The whole point of free speech is not to make ideas exempt from criticism but to expose them to it.

Wednesday, April 15, 2009

Rapid City Tea Party

In spite of a chill in the air, a crowd of between 600 and 1000 angry, placard-toting, tax-paying citizens converged on Memorial Park in Rapid City to send a message to Congress: Get smart or get fired.

It is a safe bet that many of those in attendance were participating in their first demonstration. The assemblage was peaceful and the message was for the most part one of frustration with a congress that seems hell-bent on spending the country into second-class status.

Demonstrators first lined up along Omaha Street and waved their placards to honking traffic passing by.

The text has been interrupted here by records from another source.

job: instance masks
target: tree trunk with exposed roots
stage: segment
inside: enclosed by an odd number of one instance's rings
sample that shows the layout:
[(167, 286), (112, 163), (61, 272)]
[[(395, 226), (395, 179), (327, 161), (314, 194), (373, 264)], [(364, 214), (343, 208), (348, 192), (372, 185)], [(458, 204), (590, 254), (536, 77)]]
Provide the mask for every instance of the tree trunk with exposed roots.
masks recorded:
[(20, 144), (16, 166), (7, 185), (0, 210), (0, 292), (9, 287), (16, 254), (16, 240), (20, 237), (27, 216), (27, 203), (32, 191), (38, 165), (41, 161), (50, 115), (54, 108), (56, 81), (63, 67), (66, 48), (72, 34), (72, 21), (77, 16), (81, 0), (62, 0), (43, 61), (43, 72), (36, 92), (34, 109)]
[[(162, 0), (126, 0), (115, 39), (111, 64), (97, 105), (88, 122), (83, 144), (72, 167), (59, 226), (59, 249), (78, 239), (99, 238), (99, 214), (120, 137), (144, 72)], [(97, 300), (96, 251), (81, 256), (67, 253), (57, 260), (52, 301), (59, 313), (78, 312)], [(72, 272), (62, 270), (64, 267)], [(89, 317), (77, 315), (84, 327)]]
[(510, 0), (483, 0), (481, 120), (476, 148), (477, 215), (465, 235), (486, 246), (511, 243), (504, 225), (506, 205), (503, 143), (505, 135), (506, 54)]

The question, of course, is: Will the messages they carried on their hand-made signs get through to their intended audience, or was the exercise one of preaching to the choir?

I suspect our congressional contingent is aware of the proceedings. People from Sen. John Thune's office were there. I didn't see anyone who was obviously from Sen. Tim Johnson or Rep. Stephanie Herseth Sandlin's office.

Shortly before noon the demonstrators made their way to the pavillion where state Sen. Gordon Howie introduced speakers who were there to add redundancy to the placards. The most compelling of the speakers was Ira Taken Alive. I recorded his address and am trying to find a way to upload that here.